To look at this, I standardized the scores of the swim, bike, run, and overall time. Standardization is important here because comparing a swim time to a bike time is like apples and oranges – a swim time of 60 minutes is really slow and a run time of 60 minutes is impossibly fast! Standardizing all of the variables allows me to say that a swim time of one standard deviation above the mean (55 minutes) is similar to a bike time of one standard deviation above the mean (200 minutes, or 2 hours and 20 minutes). Complicated? Sorry.
The next step I need to explain is how I control for overall time in a tale of two triathletes.
Swim
Bike
Run
Joe (20th place)
30:00
155:00
117:00
Patrick (1st place)
30:00
124:00
72:00
Joe and Patrick have the same swim time, but Patrick is a whole hour faster than Joe. Joe swam as fast as first place did (Patrick), which is a very impressive feat! Looking at these results will tell us that Joe’s strength is swimming, but he has some weakness on the bike and run. However, we wouldn’t be able to assume that swimming is a relative strength of Patrick. Maybe he is a jack of all trades.
Long story short, I ran a procedure to control for these relative differences in times.

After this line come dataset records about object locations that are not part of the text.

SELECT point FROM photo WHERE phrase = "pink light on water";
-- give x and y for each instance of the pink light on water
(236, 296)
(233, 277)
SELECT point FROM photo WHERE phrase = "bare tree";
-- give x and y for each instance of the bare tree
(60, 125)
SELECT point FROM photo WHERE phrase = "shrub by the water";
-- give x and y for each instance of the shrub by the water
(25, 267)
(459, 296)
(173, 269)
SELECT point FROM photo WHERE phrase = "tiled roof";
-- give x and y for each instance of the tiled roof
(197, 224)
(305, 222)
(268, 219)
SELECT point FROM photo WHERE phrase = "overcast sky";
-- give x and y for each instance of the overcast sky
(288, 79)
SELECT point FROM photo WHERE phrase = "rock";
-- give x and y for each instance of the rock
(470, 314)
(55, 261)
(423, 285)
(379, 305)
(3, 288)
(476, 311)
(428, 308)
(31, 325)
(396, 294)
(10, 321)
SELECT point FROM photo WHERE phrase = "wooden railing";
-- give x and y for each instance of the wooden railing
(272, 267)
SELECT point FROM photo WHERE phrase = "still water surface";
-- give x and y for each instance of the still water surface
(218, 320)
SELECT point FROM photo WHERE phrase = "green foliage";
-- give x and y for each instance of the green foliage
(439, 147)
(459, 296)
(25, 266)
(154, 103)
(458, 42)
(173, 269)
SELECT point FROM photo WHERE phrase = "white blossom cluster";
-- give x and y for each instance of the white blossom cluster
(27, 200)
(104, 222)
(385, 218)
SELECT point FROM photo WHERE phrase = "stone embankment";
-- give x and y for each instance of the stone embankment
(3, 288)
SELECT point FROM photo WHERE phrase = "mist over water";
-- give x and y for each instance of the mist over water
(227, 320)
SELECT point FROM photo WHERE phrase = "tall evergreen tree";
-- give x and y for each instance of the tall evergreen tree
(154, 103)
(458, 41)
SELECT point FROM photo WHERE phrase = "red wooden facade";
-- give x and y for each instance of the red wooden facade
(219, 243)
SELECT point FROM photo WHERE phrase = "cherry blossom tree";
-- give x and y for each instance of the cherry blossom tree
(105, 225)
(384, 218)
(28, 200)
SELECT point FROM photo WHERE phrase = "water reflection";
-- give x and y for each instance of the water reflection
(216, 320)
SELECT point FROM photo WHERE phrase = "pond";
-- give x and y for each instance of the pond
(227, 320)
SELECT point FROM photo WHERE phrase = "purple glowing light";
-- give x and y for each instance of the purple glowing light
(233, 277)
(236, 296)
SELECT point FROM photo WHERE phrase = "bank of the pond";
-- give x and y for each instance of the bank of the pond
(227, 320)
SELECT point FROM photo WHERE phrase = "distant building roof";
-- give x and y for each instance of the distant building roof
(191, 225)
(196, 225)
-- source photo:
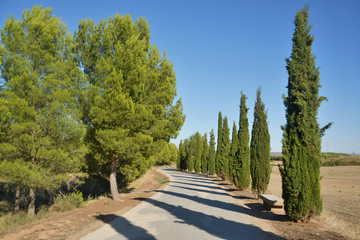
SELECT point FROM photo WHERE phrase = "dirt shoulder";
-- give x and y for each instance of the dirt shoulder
(77, 223)
(276, 221)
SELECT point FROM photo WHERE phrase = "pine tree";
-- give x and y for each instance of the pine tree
(212, 153)
(225, 150)
(302, 134)
(129, 106)
(260, 168)
(242, 161)
(218, 147)
(205, 154)
(233, 150)
(43, 141)
(198, 152)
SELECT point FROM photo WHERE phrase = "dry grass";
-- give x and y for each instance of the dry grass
(340, 188)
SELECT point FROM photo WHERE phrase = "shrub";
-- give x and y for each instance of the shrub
(67, 202)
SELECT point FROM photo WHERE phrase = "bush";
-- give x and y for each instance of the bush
(67, 202)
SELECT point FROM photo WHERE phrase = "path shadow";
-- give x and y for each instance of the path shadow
(256, 209)
(124, 227)
(202, 190)
(199, 185)
(220, 227)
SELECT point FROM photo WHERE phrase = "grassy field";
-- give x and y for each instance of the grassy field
(340, 188)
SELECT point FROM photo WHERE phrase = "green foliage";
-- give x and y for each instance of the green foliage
(67, 202)
(41, 135)
(183, 154)
(129, 104)
(198, 152)
(233, 150)
(260, 168)
(302, 134)
(218, 147)
(224, 151)
(242, 160)
(205, 154)
(212, 154)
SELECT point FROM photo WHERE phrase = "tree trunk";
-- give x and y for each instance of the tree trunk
(113, 182)
(31, 209)
(17, 199)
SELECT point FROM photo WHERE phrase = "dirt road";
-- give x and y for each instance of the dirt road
(189, 207)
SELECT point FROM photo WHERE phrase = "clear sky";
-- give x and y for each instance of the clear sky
(220, 48)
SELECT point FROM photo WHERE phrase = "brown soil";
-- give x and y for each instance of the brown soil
(341, 214)
(77, 223)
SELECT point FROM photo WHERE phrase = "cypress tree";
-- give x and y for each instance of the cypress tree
(302, 134)
(260, 168)
(225, 150)
(242, 160)
(191, 155)
(218, 147)
(198, 152)
(212, 153)
(233, 150)
(205, 154)
(184, 155)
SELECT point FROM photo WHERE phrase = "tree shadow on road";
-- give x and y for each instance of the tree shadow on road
(124, 227)
(199, 185)
(220, 227)
(256, 210)
(202, 190)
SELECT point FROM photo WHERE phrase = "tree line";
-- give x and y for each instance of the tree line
(243, 161)
(237, 159)
(99, 101)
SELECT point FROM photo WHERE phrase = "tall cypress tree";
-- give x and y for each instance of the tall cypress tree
(260, 168)
(233, 150)
(212, 153)
(198, 152)
(218, 147)
(242, 161)
(225, 150)
(302, 134)
(205, 154)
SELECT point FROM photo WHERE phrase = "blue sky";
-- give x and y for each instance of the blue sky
(220, 48)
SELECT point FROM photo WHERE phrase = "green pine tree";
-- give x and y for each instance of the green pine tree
(260, 168)
(43, 141)
(218, 147)
(242, 160)
(212, 153)
(128, 108)
(302, 134)
(233, 150)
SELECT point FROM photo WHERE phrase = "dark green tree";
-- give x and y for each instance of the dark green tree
(302, 134)
(212, 154)
(198, 152)
(225, 150)
(260, 168)
(218, 146)
(41, 143)
(130, 107)
(184, 153)
(205, 154)
(242, 160)
(191, 155)
(233, 150)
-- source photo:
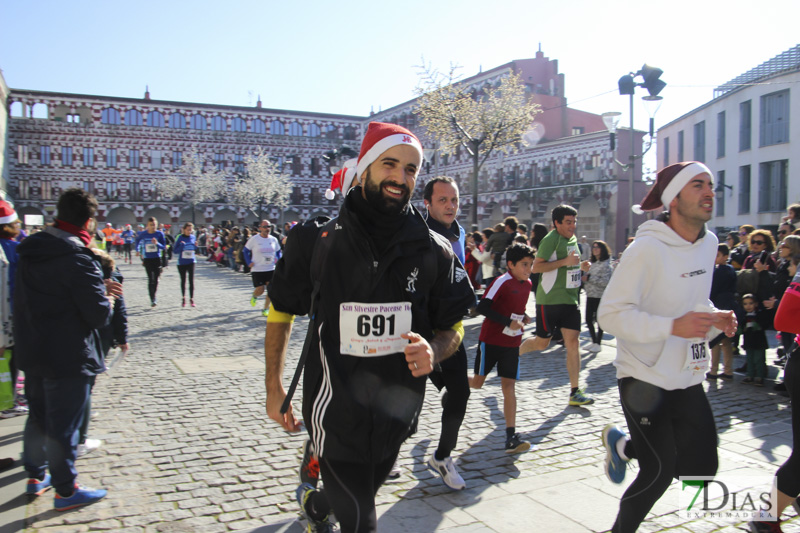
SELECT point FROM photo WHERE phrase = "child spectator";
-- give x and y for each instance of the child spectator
(503, 305)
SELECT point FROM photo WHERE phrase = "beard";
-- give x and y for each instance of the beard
(379, 201)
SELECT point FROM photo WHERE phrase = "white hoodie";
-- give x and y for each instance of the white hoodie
(661, 277)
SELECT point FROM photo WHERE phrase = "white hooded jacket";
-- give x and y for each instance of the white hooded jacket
(661, 277)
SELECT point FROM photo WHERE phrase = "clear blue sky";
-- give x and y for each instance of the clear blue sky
(349, 56)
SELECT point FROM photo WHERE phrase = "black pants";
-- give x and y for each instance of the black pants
(153, 268)
(789, 472)
(591, 319)
(183, 270)
(453, 377)
(350, 490)
(672, 434)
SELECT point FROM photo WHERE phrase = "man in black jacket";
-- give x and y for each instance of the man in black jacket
(60, 302)
(388, 297)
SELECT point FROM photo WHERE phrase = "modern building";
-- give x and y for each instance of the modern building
(118, 148)
(749, 136)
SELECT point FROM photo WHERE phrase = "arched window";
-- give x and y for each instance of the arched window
(133, 118)
(155, 119)
(176, 120)
(295, 129)
(109, 116)
(198, 122)
(219, 124)
(276, 128)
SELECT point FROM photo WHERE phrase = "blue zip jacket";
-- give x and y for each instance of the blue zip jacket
(188, 244)
(145, 238)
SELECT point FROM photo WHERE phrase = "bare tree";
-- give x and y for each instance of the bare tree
(482, 121)
(194, 182)
(263, 184)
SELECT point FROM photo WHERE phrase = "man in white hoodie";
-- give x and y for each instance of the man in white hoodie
(657, 305)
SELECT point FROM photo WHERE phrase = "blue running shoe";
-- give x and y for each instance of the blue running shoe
(80, 496)
(37, 487)
(615, 465)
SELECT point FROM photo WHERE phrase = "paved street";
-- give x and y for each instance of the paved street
(188, 447)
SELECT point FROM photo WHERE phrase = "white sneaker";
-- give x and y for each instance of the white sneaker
(448, 471)
(89, 446)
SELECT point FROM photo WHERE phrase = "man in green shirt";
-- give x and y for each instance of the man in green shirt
(557, 303)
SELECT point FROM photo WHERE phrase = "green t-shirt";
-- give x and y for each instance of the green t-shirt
(558, 286)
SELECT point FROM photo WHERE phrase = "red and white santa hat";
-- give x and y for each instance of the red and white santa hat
(669, 182)
(7, 213)
(379, 138)
(342, 180)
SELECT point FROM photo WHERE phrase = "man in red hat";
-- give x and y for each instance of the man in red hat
(385, 296)
(657, 305)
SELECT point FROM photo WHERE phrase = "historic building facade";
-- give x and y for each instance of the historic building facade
(118, 148)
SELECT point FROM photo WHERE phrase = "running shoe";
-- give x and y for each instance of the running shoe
(516, 445)
(80, 496)
(579, 398)
(37, 487)
(303, 492)
(615, 465)
(447, 469)
(309, 466)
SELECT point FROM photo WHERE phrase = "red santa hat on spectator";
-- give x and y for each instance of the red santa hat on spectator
(669, 182)
(7, 213)
(342, 180)
(379, 138)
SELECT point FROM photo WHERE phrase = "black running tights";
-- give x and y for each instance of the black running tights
(183, 270)
(153, 269)
(672, 434)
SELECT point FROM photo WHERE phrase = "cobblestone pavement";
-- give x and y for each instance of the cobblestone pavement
(188, 447)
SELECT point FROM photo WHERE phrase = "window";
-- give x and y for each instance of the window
(109, 115)
(721, 193)
(198, 122)
(219, 124)
(700, 141)
(178, 121)
(155, 119)
(744, 189)
(155, 159)
(133, 118)
(133, 159)
(276, 128)
(22, 154)
(745, 125)
(774, 126)
(772, 186)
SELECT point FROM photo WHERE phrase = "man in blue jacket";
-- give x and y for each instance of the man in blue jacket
(60, 302)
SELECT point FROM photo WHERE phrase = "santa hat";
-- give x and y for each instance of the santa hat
(669, 182)
(379, 138)
(7, 213)
(342, 180)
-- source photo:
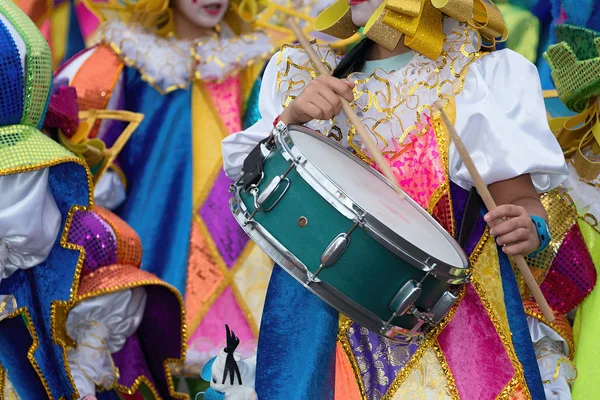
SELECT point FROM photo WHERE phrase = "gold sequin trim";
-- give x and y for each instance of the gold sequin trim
(450, 382)
(519, 376)
(31, 352)
(64, 244)
(561, 330)
(2, 381)
(343, 339)
(427, 343)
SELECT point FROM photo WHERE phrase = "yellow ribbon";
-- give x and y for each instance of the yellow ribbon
(94, 151)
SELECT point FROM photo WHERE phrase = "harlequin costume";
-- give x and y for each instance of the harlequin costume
(574, 61)
(42, 185)
(67, 25)
(125, 329)
(479, 89)
(192, 94)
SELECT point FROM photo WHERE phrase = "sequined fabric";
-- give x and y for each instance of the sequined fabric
(96, 80)
(572, 276)
(417, 164)
(90, 232)
(226, 98)
(379, 360)
(38, 64)
(128, 242)
(11, 80)
(561, 217)
(560, 324)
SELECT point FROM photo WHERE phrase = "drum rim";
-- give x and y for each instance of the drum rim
(372, 226)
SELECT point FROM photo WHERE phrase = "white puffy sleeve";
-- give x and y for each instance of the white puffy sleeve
(501, 118)
(100, 326)
(552, 353)
(29, 221)
(109, 191)
(237, 146)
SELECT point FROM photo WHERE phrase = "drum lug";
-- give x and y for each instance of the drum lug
(272, 187)
(443, 305)
(333, 252)
(405, 298)
(423, 318)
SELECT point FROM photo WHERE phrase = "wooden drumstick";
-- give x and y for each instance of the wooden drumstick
(490, 205)
(348, 110)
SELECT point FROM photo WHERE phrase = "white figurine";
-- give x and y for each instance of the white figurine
(230, 376)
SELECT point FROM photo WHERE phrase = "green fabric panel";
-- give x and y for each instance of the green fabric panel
(586, 327)
(23, 147)
(38, 74)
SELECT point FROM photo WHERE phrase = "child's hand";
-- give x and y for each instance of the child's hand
(516, 232)
(319, 100)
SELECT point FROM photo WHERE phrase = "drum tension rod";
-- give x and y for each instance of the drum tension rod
(406, 298)
(271, 188)
(333, 251)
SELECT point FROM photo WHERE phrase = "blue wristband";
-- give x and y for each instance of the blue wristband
(543, 234)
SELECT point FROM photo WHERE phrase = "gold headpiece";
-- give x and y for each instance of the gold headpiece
(420, 21)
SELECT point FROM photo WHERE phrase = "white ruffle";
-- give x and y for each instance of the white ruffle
(501, 118)
(169, 63)
(109, 191)
(552, 353)
(100, 326)
(21, 46)
(500, 106)
(218, 58)
(29, 221)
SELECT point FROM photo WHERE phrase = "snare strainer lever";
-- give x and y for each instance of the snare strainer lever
(332, 252)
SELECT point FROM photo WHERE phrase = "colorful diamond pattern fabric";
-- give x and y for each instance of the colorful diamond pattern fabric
(227, 273)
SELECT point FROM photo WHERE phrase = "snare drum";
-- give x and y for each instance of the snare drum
(338, 227)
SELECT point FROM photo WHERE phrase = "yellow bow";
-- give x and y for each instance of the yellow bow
(578, 135)
(420, 21)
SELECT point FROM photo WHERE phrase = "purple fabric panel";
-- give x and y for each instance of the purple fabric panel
(229, 238)
(88, 230)
(378, 359)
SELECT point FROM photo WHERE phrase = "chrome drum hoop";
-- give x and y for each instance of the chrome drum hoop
(331, 192)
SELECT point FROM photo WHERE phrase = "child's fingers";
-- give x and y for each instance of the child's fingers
(503, 211)
(516, 236)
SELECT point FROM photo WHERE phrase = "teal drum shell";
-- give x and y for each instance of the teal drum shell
(368, 274)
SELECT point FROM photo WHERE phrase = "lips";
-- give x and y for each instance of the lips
(212, 9)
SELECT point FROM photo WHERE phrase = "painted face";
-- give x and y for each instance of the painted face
(362, 10)
(204, 13)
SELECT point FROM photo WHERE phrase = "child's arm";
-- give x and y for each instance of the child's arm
(517, 201)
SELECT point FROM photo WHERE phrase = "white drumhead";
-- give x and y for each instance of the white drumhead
(377, 198)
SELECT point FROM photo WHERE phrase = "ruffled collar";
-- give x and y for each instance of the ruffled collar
(170, 63)
(393, 105)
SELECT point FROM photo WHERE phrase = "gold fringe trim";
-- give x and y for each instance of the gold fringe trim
(450, 382)
(343, 339)
(23, 311)
(427, 343)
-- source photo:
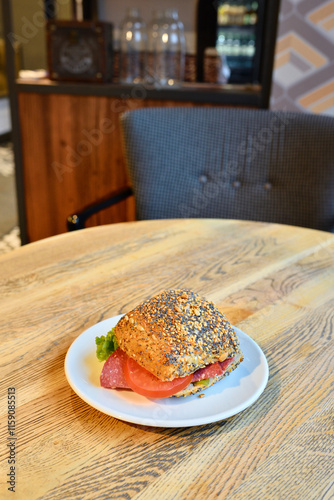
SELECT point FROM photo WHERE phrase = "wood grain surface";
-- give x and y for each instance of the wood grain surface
(274, 282)
(73, 156)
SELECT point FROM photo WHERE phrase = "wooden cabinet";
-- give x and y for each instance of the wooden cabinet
(72, 156)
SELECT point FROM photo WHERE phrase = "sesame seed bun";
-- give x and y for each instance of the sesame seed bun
(175, 333)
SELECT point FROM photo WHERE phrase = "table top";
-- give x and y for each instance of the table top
(274, 282)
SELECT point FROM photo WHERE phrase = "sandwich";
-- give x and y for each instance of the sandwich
(176, 343)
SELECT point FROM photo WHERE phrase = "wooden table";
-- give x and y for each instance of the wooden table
(273, 282)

Finally, I ran a two step cluster analysis in SPSS to determine what groups (segments) would organically appear, but I asked it (nicely) no more than nine. Below is a short list of segments based on common strengths we see in the sport.
Swimmers
Bikers
Runners
Swim-Bikers
Swim-Runners
Bike-Runners
Balanced
The cluster analysis reported back five groups – balanced (weak swim), bikers, runners (weak swim), swimmers, and run-swimmers (weak bike). There might be more/less groups, but they might not have added any additional goodness-of-fit or statistical helpfulness to the data.
These segments are visualized in the radar chart above where the further the line is from the middle, the better racers are relative to their overall time in that length. Also, the closer to the middle means that it is a relative weakness to their overall time.
The largest segment is the balanced group at 28% of total racers. These people don’t have any dramatic strengths, but appear to struggle a little with the swim more than we would expect given their overall time on average. The largest single strength group are the swimmers at 22%.
When we look at these groups by segment, we can see that the best triathletes tend to be more balanced on average. What is really interesting is how the swimmer segment has a faster swim time (42 minutes) than the balanced segment (43 minutes). This proves out the reality that the swim portion of a triathlon is the least important in your overall time.
A surprising result is how the bikers are the slowest group on average, but a very common phenomena in a race setting. This group probably goes too hard on the bike, and that leaves them too tried to be competitive on the run giving them the slowest time on average.
One of my favorite multisport races is the Half Ironman series – one mile swim, 56 mile bike, 13 mile run. It is long enough where nutrition and hydration is important, but short enough where you cannot ease the pace if you want to place well.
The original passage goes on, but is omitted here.